PHOTO | FILE Police take cover at Westgate mall during the terror attack on September 22, 2013.

What you need to know:

  • Contrary to Kenyan officials' statements during and following the attack, the New York police report says the terrorists did not hold hostages inside the mall, nor did they create a smokescreen by setting fire to mattresses.
  • The report credits private security guards at the mall with helping many people reach safety.

A report issued on Tuesday by the New York City Police Department gives a much different account of the Westgate Mall attack than what has been presented by Kenyan authorities.

Only four men appear to have carried out the massacre -- not 15, as Kenyan officials speculated -- and all of them may have gotten away, suggests the report, which was released to private security personnel in New York.

"It is unknown if the terrorists were killed or escaped the mall," the report says. "A major contributing factor to this uncertainty was the failure to maintain a secure perimeter around the mall."

Contrary to Kenyan officials' statements during and following the attack, the New York police report says the terrorists did not hold hostages inside the mall, nor did they create a smokescreen by setting fire to mattresses.

Security video recovered after the onslaught indicates that the shooters were not "interested in taking any hostages," according to the NYPD account. "They only appeared interested in killing a broad spectrum of people."

After exploding three grenades upon entering the mall, the killers used AK-47 assault weapons in single-fire mode to shoot their victims, according to the findings of an NYPD team sent to Nairobi as part of a US anti-terrorism task force that investigated the attack.

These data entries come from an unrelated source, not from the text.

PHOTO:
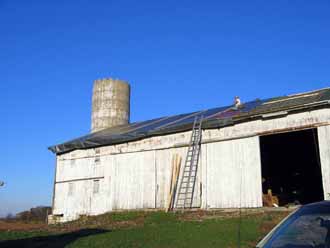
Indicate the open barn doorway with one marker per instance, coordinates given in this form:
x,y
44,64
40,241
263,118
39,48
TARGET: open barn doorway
x,y
291,167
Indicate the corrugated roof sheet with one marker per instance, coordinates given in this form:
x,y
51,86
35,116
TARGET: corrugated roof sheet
x,y
213,118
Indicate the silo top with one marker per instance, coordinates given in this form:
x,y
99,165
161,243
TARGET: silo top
x,y
111,103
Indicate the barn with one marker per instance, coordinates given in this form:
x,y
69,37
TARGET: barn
x,y
279,144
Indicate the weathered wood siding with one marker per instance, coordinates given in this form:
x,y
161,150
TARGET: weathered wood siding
x,y
234,174
324,147
137,175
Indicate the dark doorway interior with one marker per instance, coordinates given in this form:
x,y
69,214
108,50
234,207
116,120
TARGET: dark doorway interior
x,y
291,167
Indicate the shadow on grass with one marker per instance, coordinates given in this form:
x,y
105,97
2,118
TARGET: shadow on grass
x,y
52,241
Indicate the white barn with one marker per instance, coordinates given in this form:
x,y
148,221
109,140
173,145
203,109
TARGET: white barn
x,y
280,144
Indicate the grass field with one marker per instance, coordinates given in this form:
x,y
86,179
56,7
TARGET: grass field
x,y
145,229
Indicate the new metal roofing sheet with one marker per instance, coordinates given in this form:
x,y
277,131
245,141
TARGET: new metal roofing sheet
x,y
213,118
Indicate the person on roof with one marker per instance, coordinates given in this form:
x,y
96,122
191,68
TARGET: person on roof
x,y
237,103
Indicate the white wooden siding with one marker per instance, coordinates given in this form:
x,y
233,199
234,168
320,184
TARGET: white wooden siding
x,y
324,147
234,174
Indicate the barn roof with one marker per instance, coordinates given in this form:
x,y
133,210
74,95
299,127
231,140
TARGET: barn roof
x,y
213,118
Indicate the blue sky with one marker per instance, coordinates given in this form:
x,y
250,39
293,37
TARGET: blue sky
x,y
179,56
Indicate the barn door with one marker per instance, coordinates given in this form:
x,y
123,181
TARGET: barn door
x,y
234,174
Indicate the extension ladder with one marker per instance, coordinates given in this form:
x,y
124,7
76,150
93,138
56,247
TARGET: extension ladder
x,y
188,180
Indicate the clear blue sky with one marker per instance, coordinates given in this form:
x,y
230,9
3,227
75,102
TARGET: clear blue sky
x,y
179,56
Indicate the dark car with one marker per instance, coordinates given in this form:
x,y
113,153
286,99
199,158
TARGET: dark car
x,y
307,227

The report credits private security guards at the mall with helping many people reach safety.

CHAOTIC RESPONSE

But it depicts a chaotic response on the part of Kenyan authorities.

Law enforcement personnel were slow to arrive at the scene, with the first tactical team reaching the mall about 90 minutes after the start of the attack at about 12:15 pm on September 21, the report says. The Kenyan tactical team did not actually enter the mall until 3:00 pm, the NYPD adds.

The first set of police officers inside Westgate did not have official markings, and were fired on by Kenyan soldiers, the report states. The officers also lacked basic equipment such as bulletproof vests, radios and handguns, the NYPD found.

Kenyan emergency responders "had no idea what the mall looked like internally,” and did not know how to access the mall's closed-circuit television system, the assessment adds.

The attackers disabled or tilted some of the system's cameras to conceal their whereabouts. But footage seen by the NYPD investigators does show four gunmen gathered in a supermarket storage room where they apparently remained for six hours, praying and tending to one of their number who had been shot in the leg.

The terrorists may have slipped out of the mall 12 hours after the start of the attack, the NYPD account speculates.

The siege by Kenyan police and army units went on for two more days.

Lt Detective Commander Kevin Yorke, who prepared the report, told journalists on Tuesday that he is sceptical of Kenyan authorities' claims that the attackers died when explosions caused parts of the mall to collapse.

Yorke added that he did not know why that collapse occurred. But he said the Kenyan military may have used rocket-propelled grenades and anti-tank missiles during the siege, with consequent fires inside the mall weakening the structure.

The NYPD detective commander added that there is "significant" physical and video evidence that some Kenyan military personnel looted the mall.